Looking back, Borden says when he was growing up in the 1930s and ’40s, the war years, Jewish Toronto was a small world, St. Clair Avenue to the north, Lake Ontario to the south, Yonge Street to the east and Dovercourt Road to the west.

“We rarely strayed outside these boundaries. Outside was very uncomfortable.

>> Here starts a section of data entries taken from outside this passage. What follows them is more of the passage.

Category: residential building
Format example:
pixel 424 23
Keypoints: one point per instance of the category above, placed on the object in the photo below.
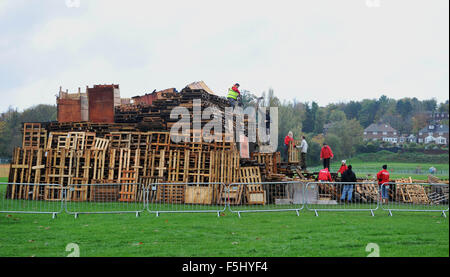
pixel 434 133
pixel 381 131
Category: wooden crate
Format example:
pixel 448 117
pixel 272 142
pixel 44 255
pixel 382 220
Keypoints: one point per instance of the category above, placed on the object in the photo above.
pixel 255 194
pixel 197 194
pixel 170 193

Anti-Semitism was big and visible, and we kept to our own little world where we felt safe.” 

He explains that in 1944, he and some friends went to hear a Stan Kenton concert at Crystal Beach. “The sound was amazing, so our club changed its name to Club Kenton.”

They followed the Stan Kenton concerts and wore their Kenton sweaters, white with a red K, which brought them an introduction to Kenton. 

With gratitude, Borden spoke of the benefits and the protection of the YMHA, which was located on Brunswick Avenue at College Street. “It was our home away from home and our shelter from the outside stormy blast of our adversaries.”

It is amazing that those clubs are still alive and thriving in Toronto, he says “Many of the members had nicknames, Spider, the Mole, Itch, Wild Bill, Clutch, Jiggs, Shnoz, Racco and many more, and we still joke about those names today.”

Borden calls it “a mysterious magnet” that still draws them together.

“It is the richest part of my social life and I wouldn’t trade that for all the electronic programs today that separate people.”